"Living life with a brain injury doesn't define us; it's just an added adventure as we walk towards Jesus." -kd
The other day I could feel my heart having a bit more trouble than usual. It was extra heavy and I was almost in tears for most of the morning. My desire for a baby was so intense and the hurt I felt over not having a baby was so thick. A couple times it felt like I needed to force myself to take a breath, like I had to help myself breathe by making the effort.
I know that God has His perfect timing. I know that He knows the desires of my heart. I know that what I think having a baby looks like for us may be something completely different in the plans that God has for us. Scripture was being spoken as well as prayers for peace...but this time was so unlike other moments I've had and the emotions I've experienced.
I felt overwhelmed as the minutes passed and my gut stayed twisted and my heart desperate. I didn't want to blab about it to anyone around me...and I didn't even plan to write about it here. My comfort came when I was able to send out texts to some of my prayer warriors and really know they were covering me in prayer.

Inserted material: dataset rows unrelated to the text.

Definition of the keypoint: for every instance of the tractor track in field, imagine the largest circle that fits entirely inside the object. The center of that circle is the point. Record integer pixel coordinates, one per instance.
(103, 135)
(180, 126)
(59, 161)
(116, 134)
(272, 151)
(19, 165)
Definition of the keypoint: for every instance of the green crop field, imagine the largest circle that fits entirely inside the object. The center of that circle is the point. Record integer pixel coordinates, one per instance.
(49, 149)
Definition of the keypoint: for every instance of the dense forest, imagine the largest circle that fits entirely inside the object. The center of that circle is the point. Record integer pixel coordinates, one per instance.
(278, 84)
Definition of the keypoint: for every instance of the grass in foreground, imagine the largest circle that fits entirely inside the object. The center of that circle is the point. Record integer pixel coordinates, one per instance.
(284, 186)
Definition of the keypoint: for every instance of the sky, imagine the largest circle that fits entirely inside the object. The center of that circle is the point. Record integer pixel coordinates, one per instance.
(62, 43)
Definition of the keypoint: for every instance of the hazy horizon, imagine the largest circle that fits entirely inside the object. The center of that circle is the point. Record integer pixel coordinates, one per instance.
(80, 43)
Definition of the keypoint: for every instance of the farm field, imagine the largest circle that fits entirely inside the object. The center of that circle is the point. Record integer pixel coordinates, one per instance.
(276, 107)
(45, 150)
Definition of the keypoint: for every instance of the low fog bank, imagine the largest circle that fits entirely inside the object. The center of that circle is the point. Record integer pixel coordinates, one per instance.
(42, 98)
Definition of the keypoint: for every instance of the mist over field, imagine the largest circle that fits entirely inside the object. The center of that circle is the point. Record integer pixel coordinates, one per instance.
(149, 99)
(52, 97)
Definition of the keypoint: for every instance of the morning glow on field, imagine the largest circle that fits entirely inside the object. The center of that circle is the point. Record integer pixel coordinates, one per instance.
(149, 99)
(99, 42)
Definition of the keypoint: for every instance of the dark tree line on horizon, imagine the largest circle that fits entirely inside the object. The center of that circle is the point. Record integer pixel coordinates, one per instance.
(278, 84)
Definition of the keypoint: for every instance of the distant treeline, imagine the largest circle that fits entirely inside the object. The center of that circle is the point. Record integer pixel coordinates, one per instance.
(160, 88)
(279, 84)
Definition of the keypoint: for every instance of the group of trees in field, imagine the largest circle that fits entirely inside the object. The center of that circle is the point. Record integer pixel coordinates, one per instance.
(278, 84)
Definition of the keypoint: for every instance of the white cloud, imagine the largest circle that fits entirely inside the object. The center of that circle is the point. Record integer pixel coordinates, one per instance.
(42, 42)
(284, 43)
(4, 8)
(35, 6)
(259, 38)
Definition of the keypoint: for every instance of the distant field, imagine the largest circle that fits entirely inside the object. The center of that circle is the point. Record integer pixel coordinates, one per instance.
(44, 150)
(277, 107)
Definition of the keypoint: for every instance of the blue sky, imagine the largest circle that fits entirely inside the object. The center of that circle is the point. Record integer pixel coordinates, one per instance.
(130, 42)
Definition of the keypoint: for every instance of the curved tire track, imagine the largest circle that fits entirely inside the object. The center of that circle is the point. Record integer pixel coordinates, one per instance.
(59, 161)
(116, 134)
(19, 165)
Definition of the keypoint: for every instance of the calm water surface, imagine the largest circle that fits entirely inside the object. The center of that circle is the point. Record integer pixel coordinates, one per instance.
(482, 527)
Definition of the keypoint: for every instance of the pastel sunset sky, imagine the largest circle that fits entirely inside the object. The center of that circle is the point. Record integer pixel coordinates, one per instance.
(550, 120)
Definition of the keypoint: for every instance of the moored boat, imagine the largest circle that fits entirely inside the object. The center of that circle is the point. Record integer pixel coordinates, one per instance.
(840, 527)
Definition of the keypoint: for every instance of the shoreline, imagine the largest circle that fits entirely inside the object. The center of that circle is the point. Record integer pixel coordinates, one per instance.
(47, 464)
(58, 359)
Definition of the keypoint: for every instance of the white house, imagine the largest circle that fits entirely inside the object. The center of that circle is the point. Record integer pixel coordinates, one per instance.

I don't even have an amazing ending to the story...just that Sunday was a big struggle and I'm thankful for so many of you that continue to lift us up and encourage even after we've been on this journey for so long. Thank you.
Along with that, I find myself more often sitting and pondering how thankful I am. I'm thankful for how far Cale has come. I'm thankful we're blessed with a treatment center that is able to help with his anger. I'm thankful I have two arms and hands...that work. I'm thankful for the other patients that we're surrounded by right now and the ones we've met while here. I'm thankful for the awesome staff here. I'm thankful we have a beautiful home to return to. I'm thankful for the friends in my life that actually are friends. I'm thankful for the packages and sweet cards so many of you send. I'm thankful. I'm thankful. I'm thankful.
...and sometimes that's the only two words that form in my thoughts.